As a conservation officer, search and rescue is unfortunately one of our missions. I remember a case a few years ago when I spotted a missing hunter from the air. He had been out since 7 that morning in late November and lost contact with the rest of his group. By 2 in the afternoon when we received the request for assistance from the Kanabec County Sheriff’s office, the temperature was in the single digits, with wind chills pushing the mercury below zero. After more than four hours of searching, I spotted from my aircraft the lost hunter waving his hat on a stick to signal to me. We radioed the coordinates of the hunter to conservation officers and deputies on the ground, who went by foot and ATV to the hunter’s location. When he saw them approaching, he ran to meet them and hugged one of the other hunters in the search and rescue party. In the end, he was found only 30 minutes before dark, when the temperature would have plummeted.
As conservation officers in the Minnesota Department of Natural Resources, we are responsible for everything from ongoing wildlife surveys and forestry research, to enforcing game and fish rules, and of course, search and rescue. To achieve this mission, our division has a fleet of six fixed-winged aircraft and three helicopters, which are essential to our missions.
The majority of the work involves research, which is heavily dependent on aerial observation and photography. Our department tracks the spread of forest disease, in addition to tracking animals of all sizes. In fact, we are currently in the process of completing an annual aerial moose survey, which allows us to track long-term trends, count relative numbers of cows, calves and bulls and better understand the overall local ecology. For a forester to make the necessary observations from the ground for a survey of forest health for instance, it would take an extraordinarily longer amount of time and would not build the same comprehensive picture as seeing the tree canopy from above. Aerial photography really allows us to assemble a mosaic of forest health in a way that nothing else allows. Another key benefit is that we always try to be minimally invasive in our work; aerial observation is the ultimate in “leave no trace.” Despite what many people think, satellite imaging simply cannot replace aerial observation.
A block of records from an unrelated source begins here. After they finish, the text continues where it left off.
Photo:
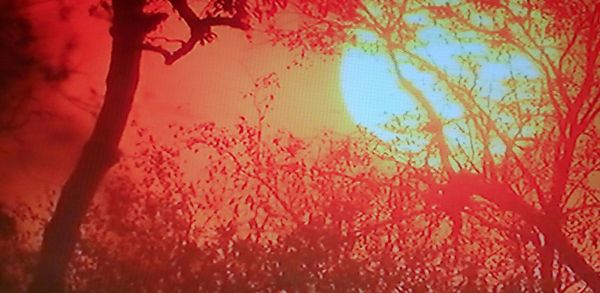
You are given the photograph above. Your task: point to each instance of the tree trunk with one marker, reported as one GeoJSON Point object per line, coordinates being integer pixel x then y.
{"type": "Point", "coordinates": [100, 153]}
{"type": "Point", "coordinates": [554, 238]}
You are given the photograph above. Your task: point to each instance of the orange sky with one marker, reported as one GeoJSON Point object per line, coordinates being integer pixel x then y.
{"type": "Point", "coordinates": [206, 85]}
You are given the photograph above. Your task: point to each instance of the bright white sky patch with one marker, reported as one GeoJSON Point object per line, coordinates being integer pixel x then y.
{"type": "Point", "coordinates": [373, 97]}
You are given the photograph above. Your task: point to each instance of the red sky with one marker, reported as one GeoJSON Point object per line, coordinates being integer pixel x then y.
{"type": "Point", "coordinates": [206, 85]}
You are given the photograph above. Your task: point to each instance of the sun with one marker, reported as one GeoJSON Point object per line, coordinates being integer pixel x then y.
{"type": "Point", "coordinates": [373, 97]}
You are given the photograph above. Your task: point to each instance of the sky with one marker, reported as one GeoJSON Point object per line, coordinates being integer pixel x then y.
{"type": "Point", "coordinates": [207, 85]}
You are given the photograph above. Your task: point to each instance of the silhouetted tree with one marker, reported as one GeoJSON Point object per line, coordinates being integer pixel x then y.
{"type": "Point", "coordinates": [131, 25]}
{"type": "Point", "coordinates": [542, 175]}
{"type": "Point", "coordinates": [22, 66]}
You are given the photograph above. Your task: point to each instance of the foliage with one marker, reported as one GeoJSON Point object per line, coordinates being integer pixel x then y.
{"type": "Point", "coordinates": [272, 212]}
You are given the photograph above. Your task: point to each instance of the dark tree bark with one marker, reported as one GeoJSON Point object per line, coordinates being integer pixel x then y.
{"type": "Point", "coordinates": [555, 240]}
{"type": "Point", "coordinates": [100, 153]}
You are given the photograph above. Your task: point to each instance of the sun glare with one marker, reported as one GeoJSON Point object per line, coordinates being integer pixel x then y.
{"type": "Point", "coordinates": [373, 97]}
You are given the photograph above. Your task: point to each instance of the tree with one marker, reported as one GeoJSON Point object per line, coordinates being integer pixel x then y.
{"type": "Point", "coordinates": [131, 25]}
{"type": "Point", "coordinates": [542, 174]}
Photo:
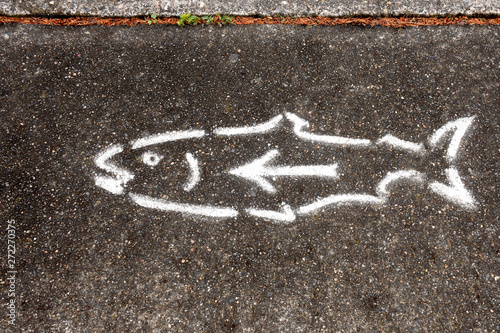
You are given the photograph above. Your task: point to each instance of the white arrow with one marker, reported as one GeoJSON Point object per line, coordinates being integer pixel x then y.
{"type": "Point", "coordinates": [258, 169]}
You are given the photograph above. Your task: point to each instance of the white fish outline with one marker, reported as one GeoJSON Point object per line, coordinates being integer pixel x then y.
{"type": "Point", "coordinates": [454, 192]}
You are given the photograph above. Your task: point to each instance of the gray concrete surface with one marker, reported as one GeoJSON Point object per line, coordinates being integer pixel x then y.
{"type": "Point", "coordinates": [254, 7]}
{"type": "Point", "coordinates": [91, 258]}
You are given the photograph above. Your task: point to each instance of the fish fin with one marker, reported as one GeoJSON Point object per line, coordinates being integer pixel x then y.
{"type": "Point", "coordinates": [114, 184]}
{"type": "Point", "coordinates": [458, 129]}
{"type": "Point", "coordinates": [456, 191]}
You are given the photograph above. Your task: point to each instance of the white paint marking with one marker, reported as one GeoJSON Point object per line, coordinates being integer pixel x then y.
{"type": "Point", "coordinates": [114, 185]}
{"type": "Point", "coordinates": [194, 173]}
{"type": "Point", "coordinates": [261, 128]}
{"type": "Point", "coordinates": [169, 206]}
{"type": "Point", "coordinates": [151, 159]}
{"type": "Point", "coordinates": [166, 137]}
{"type": "Point", "coordinates": [285, 216]}
{"type": "Point", "coordinates": [394, 142]}
{"type": "Point", "coordinates": [341, 199]}
{"type": "Point", "coordinates": [391, 177]}
{"type": "Point", "coordinates": [456, 191]}
{"type": "Point", "coordinates": [459, 128]}
{"type": "Point", "coordinates": [256, 171]}
{"type": "Point", "coordinates": [299, 124]}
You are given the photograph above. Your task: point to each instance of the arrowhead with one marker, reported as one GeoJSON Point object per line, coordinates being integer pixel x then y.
{"type": "Point", "coordinates": [254, 171]}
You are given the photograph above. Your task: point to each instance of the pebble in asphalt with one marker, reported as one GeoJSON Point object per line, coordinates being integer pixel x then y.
{"type": "Point", "coordinates": [161, 179]}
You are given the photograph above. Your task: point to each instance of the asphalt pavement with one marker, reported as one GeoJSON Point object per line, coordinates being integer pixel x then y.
{"type": "Point", "coordinates": [129, 8]}
{"type": "Point", "coordinates": [250, 179]}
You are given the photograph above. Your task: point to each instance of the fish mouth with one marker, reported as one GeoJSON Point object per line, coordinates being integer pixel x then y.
{"type": "Point", "coordinates": [121, 177]}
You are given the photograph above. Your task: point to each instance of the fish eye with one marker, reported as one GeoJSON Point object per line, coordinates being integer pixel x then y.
{"type": "Point", "coordinates": [151, 159]}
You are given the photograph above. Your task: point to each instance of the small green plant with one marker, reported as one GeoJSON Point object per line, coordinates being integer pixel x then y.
{"type": "Point", "coordinates": [188, 19]}
{"type": "Point", "coordinates": [218, 19]}
{"type": "Point", "coordinates": [153, 20]}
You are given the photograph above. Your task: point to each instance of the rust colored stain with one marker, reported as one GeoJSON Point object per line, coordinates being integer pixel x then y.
{"type": "Point", "coordinates": [391, 22]}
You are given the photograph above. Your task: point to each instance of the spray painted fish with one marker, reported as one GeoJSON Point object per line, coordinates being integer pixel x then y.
{"type": "Point", "coordinates": [261, 170]}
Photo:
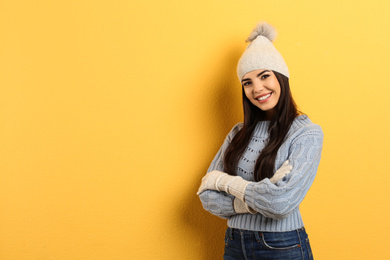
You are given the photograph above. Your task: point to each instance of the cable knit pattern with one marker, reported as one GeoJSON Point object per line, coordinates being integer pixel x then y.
{"type": "Point", "coordinates": [277, 204]}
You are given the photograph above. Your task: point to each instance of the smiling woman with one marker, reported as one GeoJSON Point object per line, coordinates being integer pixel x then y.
{"type": "Point", "coordinates": [262, 88]}
{"type": "Point", "coordinates": [261, 204]}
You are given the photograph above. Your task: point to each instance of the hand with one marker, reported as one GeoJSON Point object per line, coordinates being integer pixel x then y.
{"type": "Point", "coordinates": [209, 181]}
{"type": "Point", "coordinates": [220, 181]}
{"type": "Point", "coordinates": [281, 172]}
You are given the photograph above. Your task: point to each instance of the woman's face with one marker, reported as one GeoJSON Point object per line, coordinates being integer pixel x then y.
{"type": "Point", "coordinates": [262, 88]}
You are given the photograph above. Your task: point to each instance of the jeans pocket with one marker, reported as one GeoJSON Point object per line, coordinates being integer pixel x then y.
{"type": "Point", "coordinates": [279, 241]}
{"type": "Point", "coordinates": [309, 249]}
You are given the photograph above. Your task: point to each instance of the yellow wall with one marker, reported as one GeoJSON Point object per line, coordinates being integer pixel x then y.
{"type": "Point", "coordinates": [111, 111]}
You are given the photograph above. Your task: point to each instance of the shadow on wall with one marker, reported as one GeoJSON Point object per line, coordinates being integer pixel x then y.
{"type": "Point", "coordinates": [224, 107]}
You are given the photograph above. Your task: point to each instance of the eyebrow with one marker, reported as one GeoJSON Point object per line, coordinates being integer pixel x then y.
{"type": "Point", "coordinates": [264, 71]}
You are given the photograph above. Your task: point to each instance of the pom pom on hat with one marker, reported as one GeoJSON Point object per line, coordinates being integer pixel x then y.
{"type": "Point", "coordinates": [263, 29]}
{"type": "Point", "coordinates": [261, 53]}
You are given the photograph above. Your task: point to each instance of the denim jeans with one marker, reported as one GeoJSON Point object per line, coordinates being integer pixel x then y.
{"type": "Point", "coordinates": [245, 245]}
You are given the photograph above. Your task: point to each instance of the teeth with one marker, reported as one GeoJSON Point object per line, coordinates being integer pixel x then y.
{"type": "Point", "coordinates": [264, 97]}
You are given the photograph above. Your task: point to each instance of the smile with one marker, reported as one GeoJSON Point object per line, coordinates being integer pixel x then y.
{"type": "Point", "coordinates": [263, 98]}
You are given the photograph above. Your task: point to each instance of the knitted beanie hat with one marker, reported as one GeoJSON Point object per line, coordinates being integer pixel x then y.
{"type": "Point", "coordinates": [261, 53]}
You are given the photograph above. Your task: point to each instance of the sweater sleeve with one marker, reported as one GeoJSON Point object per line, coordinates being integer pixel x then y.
{"type": "Point", "coordinates": [278, 201]}
{"type": "Point", "coordinates": [215, 202]}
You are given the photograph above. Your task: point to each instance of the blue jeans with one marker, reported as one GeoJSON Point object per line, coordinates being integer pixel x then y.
{"type": "Point", "coordinates": [245, 245]}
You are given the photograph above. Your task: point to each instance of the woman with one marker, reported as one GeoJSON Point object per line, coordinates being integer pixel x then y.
{"type": "Point", "coordinates": [261, 204]}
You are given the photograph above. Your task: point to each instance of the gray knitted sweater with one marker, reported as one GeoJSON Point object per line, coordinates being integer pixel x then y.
{"type": "Point", "coordinates": [277, 205]}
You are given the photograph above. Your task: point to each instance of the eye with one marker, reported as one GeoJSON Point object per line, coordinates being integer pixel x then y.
{"type": "Point", "coordinates": [246, 83]}
{"type": "Point", "coordinates": [264, 76]}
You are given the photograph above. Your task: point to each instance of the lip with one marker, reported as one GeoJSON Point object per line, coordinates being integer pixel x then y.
{"type": "Point", "coordinates": [265, 100]}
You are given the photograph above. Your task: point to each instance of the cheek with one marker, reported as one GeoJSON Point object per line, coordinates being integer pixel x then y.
{"type": "Point", "coordinates": [247, 93]}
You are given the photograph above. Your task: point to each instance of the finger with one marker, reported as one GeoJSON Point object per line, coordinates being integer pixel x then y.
{"type": "Point", "coordinates": [285, 163]}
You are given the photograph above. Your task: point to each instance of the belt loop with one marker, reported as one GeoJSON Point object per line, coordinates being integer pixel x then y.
{"type": "Point", "coordinates": [231, 233]}
{"type": "Point", "coordinates": [258, 236]}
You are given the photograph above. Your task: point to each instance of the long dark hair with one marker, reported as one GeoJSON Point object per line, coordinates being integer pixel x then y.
{"type": "Point", "coordinates": [285, 113]}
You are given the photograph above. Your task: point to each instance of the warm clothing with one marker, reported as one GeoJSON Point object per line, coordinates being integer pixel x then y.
{"type": "Point", "coordinates": [277, 204]}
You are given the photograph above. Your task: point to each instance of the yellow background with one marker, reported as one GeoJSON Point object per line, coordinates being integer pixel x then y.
{"type": "Point", "coordinates": [111, 111]}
Law enforcement is another central component to the job of a conservation officer. We enforce fish and wildlife rules to ensure “fair chase.” Essentially, that means we make sure hunters and fishermen are complying with the law, not hunting or fishing out of season and not exploiting an unfair advantage over the animals being hunted. Aerial observation, in coordination with people on the ground, is a great way to do this more effectively. Deer baiting and hunting at night by motorized vehicle are all easily tracked by aircraft. The pilot can communicate the location to conservation officers on the ground, who can put a stop to that illegal activity.
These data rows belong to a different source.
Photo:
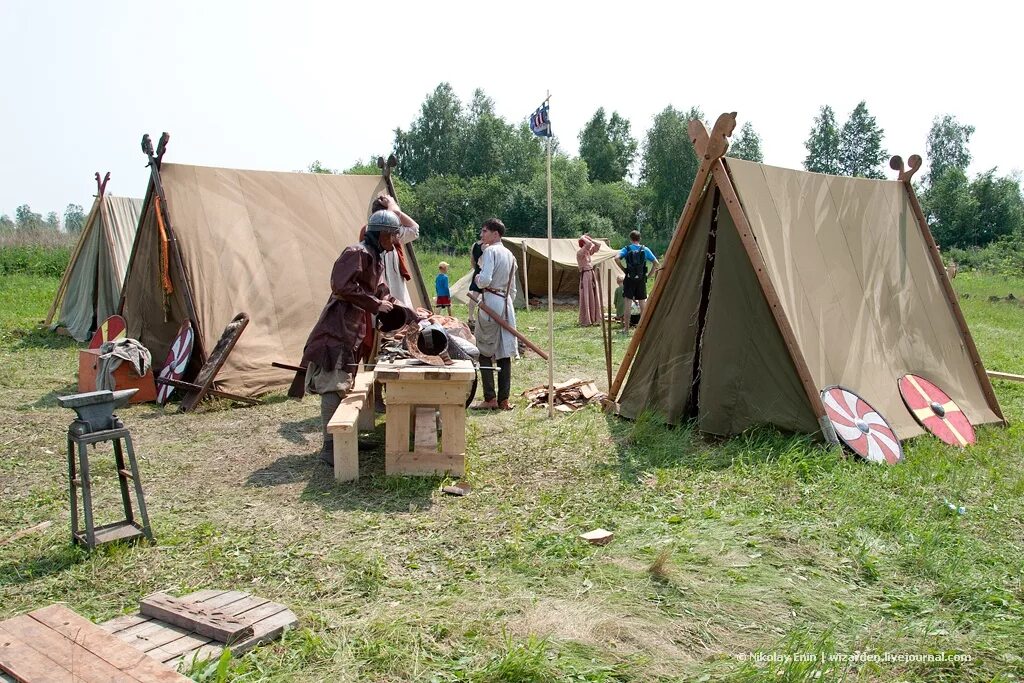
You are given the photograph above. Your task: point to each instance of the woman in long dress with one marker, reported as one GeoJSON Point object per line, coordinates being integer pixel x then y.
{"type": "Point", "coordinates": [590, 310]}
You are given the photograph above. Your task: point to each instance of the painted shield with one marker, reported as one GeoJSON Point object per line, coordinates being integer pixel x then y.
{"type": "Point", "coordinates": [177, 360]}
{"type": "Point", "coordinates": [861, 427]}
{"type": "Point", "coordinates": [936, 411]}
{"type": "Point", "coordinates": [111, 329]}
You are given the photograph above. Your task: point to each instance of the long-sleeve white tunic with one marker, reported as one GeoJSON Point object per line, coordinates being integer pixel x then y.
{"type": "Point", "coordinates": [497, 272]}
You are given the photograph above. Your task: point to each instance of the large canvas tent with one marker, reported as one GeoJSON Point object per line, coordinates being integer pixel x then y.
{"type": "Point", "coordinates": [255, 242]}
{"type": "Point", "coordinates": [90, 288]}
{"type": "Point", "coordinates": [782, 283]}
{"type": "Point", "coordinates": [531, 266]}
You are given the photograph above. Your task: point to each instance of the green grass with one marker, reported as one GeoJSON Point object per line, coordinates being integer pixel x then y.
{"type": "Point", "coordinates": [764, 544]}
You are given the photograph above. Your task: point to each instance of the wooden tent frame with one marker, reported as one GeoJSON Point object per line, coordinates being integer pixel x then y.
{"type": "Point", "coordinates": [711, 150]}
{"type": "Point", "coordinates": [98, 207]}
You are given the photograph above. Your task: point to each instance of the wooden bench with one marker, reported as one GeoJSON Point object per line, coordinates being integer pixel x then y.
{"type": "Point", "coordinates": [354, 415]}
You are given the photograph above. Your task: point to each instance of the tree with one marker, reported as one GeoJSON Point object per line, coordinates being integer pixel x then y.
{"type": "Point", "coordinates": [823, 143]}
{"type": "Point", "coordinates": [1000, 208]}
{"type": "Point", "coordinates": [747, 144]}
{"type": "Point", "coordinates": [27, 219]}
{"type": "Point", "coordinates": [946, 147]}
{"type": "Point", "coordinates": [860, 150]}
{"type": "Point", "coordinates": [607, 147]}
{"type": "Point", "coordinates": [434, 142]}
{"type": "Point", "coordinates": [668, 169]}
{"type": "Point", "coordinates": [74, 218]}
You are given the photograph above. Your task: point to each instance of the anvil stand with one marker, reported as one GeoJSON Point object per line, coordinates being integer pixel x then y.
{"type": "Point", "coordinates": [96, 422]}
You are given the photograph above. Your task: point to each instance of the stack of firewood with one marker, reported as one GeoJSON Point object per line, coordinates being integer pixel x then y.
{"type": "Point", "coordinates": [569, 395]}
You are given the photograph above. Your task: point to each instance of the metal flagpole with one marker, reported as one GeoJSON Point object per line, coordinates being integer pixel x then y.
{"type": "Point", "coordinates": [551, 301]}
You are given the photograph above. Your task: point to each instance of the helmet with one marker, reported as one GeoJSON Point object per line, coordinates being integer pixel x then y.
{"type": "Point", "coordinates": [383, 221]}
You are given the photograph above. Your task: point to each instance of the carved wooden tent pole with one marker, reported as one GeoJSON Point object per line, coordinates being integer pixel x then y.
{"type": "Point", "coordinates": [62, 286]}
{"type": "Point", "coordinates": [158, 200]}
{"type": "Point", "coordinates": [385, 168]}
{"type": "Point", "coordinates": [905, 174]}
{"type": "Point", "coordinates": [723, 128]}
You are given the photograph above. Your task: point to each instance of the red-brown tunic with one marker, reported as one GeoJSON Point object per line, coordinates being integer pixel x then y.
{"type": "Point", "coordinates": [356, 293]}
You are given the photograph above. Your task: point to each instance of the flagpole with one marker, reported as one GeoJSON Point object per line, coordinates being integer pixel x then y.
{"type": "Point", "coordinates": [551, 301]}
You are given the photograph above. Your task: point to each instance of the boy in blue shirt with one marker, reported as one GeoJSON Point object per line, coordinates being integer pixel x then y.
{"type": "Point", "coordinates": [636, 257]}
{"type": "Point", "coordinates": [441, 287]}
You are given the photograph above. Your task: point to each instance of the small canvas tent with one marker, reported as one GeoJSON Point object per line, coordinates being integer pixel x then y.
{"type": "Point", "coordinates": [531, 260]}
{"type": "Point", "coordinates": [90, 289]}
{"type": "Point", "coordinates": [779, 284]}
{"type": "Point", "coordinates": [228, 241]}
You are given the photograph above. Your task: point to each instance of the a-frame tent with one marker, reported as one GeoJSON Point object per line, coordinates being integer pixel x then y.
{"type": "Point", "coordinates": [779, 284]}
{"type": "Point", "coordinates": [531, 268]}
{"type": "Point", "coordinates": [90, 288]}
{"type": "Point", "coordinates": [216, 242]}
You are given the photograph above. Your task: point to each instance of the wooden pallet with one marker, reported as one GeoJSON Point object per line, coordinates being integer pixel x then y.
{"type": "Point", "coordinates": [55, 644]}
{"type": "Point", "coordinates": [172, 644]}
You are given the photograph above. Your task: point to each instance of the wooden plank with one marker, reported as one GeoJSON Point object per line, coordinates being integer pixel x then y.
{"type": "Point", "coordinates": [454, 430]}
{"type": "Point", "coordinates": [197, 616]}
{"type": "Point", "coordinates": [396, 428]}
{"type": "Point", "coordinates": [26, 665]}
{"type": "Point", "coordinates": [64, 652]}
{"type": "Point", "coordinates": [425, 432]}
{"type": "Point", "coordinates": [419, 462]}
{"type": "Point", "coordinates": [346, 455]}
{"type": "Point", "coordinates": [104, 645]}
{"type": "Point", "coordinates": [1005, 376]}
{"type": "Point", "coordinates": [427, 392]}
{"type": "Point", "coordinates": [215, 360]}
{"type": "Point", "coordinates": [267, 630]}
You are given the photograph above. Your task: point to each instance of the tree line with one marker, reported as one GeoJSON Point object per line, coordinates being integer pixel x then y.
{"type": "Point", "coordinates": [461, 163]}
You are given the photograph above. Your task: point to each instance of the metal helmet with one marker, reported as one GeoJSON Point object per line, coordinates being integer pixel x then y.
{"type": "Point", "coordinates": [383, 221]}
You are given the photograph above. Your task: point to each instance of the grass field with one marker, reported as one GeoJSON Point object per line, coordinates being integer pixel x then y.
{"type": "Point", "coordinates": [763, 557]}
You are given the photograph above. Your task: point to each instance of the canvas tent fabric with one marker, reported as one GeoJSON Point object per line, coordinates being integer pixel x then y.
{"type": "Point", "coordinates": [255, 242]}
{"type": "Point", "coordinates": [565, 272]}
{"type": "Point", "coordinates": [854, 279]}
{"type": "Point", "coordinates": [90, 289]}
As stated though, one of the most important part of the job of conservation officers is search and rescue. Every year, hikers, hunters and snowmobilers are reported missing in parks and public lands when they do not return when they are expected. When that happens, we mobilize along with the Minnesota State Patrol or local sheriff’s department, and we use aircraft to do it, as we did in the case of the lost hunter a few years ago. The difference the use of aircraft makes in search and rescue is night and day, and that saves lives. We are able to cover far more ground, even the most rugged terrain, with a bird’s eye view, in far less time. Often the use of an aircraft can minimize the risk to searchers as well.
The fact is that general aviation and small aircraft are vital to the management of public lands and fish and game enforcement. We also work very closely with other agencies, like the Minnesota State Patrol, U.S. Forest Service and National Parks Service, who rely on aviation assets as well. We also hire contractors to fight forest fires by air.
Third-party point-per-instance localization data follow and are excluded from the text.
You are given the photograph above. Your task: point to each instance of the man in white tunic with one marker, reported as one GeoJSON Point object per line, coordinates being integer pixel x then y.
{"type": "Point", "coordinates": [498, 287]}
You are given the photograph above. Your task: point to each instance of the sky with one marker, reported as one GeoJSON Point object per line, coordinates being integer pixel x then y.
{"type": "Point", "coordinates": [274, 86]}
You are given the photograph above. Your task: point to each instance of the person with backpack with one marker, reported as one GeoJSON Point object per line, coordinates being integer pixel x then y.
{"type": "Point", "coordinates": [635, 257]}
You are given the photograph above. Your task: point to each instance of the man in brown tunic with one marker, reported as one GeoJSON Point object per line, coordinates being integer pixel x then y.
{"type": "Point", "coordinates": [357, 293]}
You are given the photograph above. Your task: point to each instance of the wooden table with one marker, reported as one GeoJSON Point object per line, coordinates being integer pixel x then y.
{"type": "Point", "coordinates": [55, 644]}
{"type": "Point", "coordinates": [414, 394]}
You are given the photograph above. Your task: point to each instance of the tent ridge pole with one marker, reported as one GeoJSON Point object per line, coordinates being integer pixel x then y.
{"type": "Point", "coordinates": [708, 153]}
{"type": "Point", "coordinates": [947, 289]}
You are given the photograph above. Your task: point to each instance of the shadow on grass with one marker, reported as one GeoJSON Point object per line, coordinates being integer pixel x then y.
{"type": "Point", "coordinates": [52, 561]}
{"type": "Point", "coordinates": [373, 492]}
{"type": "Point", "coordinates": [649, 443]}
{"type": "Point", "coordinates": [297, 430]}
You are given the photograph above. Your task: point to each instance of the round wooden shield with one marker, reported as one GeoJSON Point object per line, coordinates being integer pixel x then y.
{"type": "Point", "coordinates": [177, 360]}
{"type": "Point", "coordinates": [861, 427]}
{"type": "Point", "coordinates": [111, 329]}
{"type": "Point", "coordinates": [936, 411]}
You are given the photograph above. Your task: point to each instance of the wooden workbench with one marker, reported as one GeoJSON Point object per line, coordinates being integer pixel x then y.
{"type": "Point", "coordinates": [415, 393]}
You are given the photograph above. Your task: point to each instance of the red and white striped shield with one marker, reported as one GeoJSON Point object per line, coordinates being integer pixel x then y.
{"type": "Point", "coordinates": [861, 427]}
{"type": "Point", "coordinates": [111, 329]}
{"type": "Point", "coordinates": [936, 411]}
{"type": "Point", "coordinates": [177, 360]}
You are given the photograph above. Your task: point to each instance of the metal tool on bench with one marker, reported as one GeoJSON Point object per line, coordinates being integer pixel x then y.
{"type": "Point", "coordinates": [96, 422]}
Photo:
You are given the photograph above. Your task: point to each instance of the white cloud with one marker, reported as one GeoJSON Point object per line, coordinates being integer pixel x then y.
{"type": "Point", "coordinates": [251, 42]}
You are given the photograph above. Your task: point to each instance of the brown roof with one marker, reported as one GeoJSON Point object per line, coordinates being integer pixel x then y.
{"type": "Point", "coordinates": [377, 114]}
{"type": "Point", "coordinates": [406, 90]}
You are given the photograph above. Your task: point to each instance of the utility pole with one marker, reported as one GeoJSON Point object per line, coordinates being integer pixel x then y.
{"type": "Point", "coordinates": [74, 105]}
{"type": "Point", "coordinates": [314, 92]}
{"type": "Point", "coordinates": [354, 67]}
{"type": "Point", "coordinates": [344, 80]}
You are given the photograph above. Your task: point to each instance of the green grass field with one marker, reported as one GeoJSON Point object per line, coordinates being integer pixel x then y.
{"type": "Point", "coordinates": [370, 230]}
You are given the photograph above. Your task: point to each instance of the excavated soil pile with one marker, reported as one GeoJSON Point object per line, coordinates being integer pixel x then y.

And, the value of general aviation goes far beyond emergency services and land management. Businesses of all sizes, especially in rural areas, rely on general aviation to manage multiple locations or jobsites, or visit suppliers and customers throughout the region. In fact, local airports are often an anchor for local business growth, attracting new employers to locate in the town. Overall, general aviation has an economic impact of $5.3 billion in Minnesota and supports more than 26,000 jobs.
I turn on the news and hear a lot about infrastructure lately, and when it comes to aviation, I know many throughout our state and country think about commercial aviation, roads and bridges. And when it comes to investments, that is where the resources go. But, general aviation and local airports are vitally important, they serve thousands of communities and rural areas throughout our state and nation, and we must remember the contributions of these aircraft and airports as we move forward with these debates and discussions about how to invest in our infrastructure, our communities and our economy as a whole.
Jason Jensen is a conservation officer with the Minnesota Department of Natural Resources and the Midwest region director of the Airborne Public Safety Association.